Könnte man sich die Fahrt nach München also nicht doch eigentlich sparen, zumal die Hotelpreise zur Oktoberfestzeit ja ohnehin extrem hoch sind? Nichts da, meint Korkut. Zumindest versuchen will er es, dem großen Favoriten mit 96 nach acht Jahren ohne einen Punktgewinn in München einmal wieder ein Bein zu stellen. Und an Anschauungsunterricht mangelt es in dieser Hinsicht nicht. „Es gab schon viele, viele Versuche, Mannschaften von Pep Guardiola zu stoppen“, sagt der 96-Trainer. Einige hätten es mit frühem Stören versucht, andere damit, sich mit allen zehn Feldspielern vor dem eigenen Strafraum zu verschanzen. Und wieder andere hätten beides im Wechsel probiert.
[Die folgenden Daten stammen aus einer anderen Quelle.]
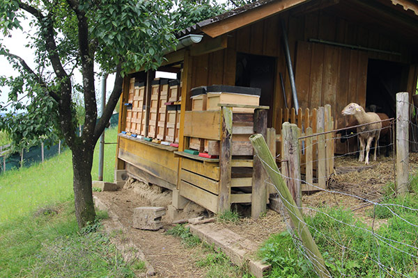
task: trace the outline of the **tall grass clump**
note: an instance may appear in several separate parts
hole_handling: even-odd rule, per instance
[[[341,208],[325,208],[305,218],[332,277],[417,277],[416,211],[396,209],[399,217],[392,214],[373,229],[351,211]],[[298,242],[284,233],[264,243],[260,256],[273,266],[270,277],[316,277],[295,247]]]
Allein, die Erfolgsquote ist sehr überschaubar, wie die Tatsache belegt, dass Guardiola zuletzt in Köln bereits in seinem 65. Spiel als Bayern-Trainer den 50. Sieg verbuchen konnte. Das gab es selbst bei den erfolgsverwöhnten Münchenern noch nie.
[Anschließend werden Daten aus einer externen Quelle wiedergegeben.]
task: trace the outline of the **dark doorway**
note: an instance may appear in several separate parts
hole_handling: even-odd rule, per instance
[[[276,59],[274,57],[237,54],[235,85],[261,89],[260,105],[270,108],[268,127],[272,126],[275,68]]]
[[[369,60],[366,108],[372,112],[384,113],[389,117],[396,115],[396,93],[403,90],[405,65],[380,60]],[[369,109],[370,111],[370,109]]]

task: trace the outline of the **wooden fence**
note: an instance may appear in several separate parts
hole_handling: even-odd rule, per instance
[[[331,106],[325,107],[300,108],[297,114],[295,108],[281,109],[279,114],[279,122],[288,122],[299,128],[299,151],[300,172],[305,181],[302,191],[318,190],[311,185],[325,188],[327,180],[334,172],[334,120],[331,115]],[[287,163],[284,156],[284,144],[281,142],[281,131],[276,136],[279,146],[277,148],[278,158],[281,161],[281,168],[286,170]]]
Nun will es Korkut also mit den „Roten“ versuchen, den seit 13 Spielen zur Wiesn-Zeit unbesiegten Bundesliga-Spitzenreiter zu ärgern. Wie das gelingen soll, das wollte der ehemalige türkische Nationalspieler natürlich nicht vorab verraten, der bei seinem ersten Anlauf im Februar dieses Jahres im heimischen Stadion eine 0:4-Niederlage hinnehmen musste. Doch zumindest einen kleinen Eindruck konnte man an den vergangenen Trainingstagen bekommen. Da wurden immer wieder überfallartige Konterangriffe mit zwei oder drei Spielern geübt, die in hohem Tempo abgeschlossen werden sollten. „Wir dürfen in München im Idealfall nichts zulassen und müssen die ein, zwei Chancen, die sich uns vielleicht bieten, dann nutzen“, sagt Korkut. Und so spricht vieles dafür, dass er es wieder mit einem kompakten Dreier-Mittelfeldzentrum wie zuletzt schon bei der 0:1-Niederlage in Stuttgart versuchen könnte.

Allerdings gibt es dabei ein kleines Problem: Mit Manuel Schmiedebach und Ceyhun Gülselam stehen heute nur zwei sogenannte Sechser mit Bundesligaerfahrung im Kader. Leon Andreasen, der das Trio komplettierte, fällt mit Oberschenkelproblemen aus. Und für den 21-jährigen Maurice Hirsch, der in Stuttgart als Ersatzmann für diese Position auf der Bank saß, dürfte diese Aufgabe doch ein wenig zu groß sein. Also könnte es gut sein, dass Korkut doch wieder zu einer Variante mit einem offensiven Mittelfeldspieler (Hiroshi Kiyotake) oder sogar einer zweiten Spitze (Artur Sobiech) zurückkehren wird.

Es sei denn, er greift auf die Allzweckwaffe im Team zurück: Christian Schulz. Der 31-Jährige bildete in den bisherigen sechs Saisonspielen ein starkes Innenverteidigerduo mit Marcelo. Doch unter Korkuts Vorgänger Mirko Slomka hat er schon mehrfach bewiesen, dass er der Mannschaft auch als defensiver Mittelfeldspieler weiterhelfen kann. Warum also nicht auch heute in München? Zumal mit Felipe ein Ersatzmann für die Innenverteidigung bereit steht, der alles andere als eine Notlösung wäre.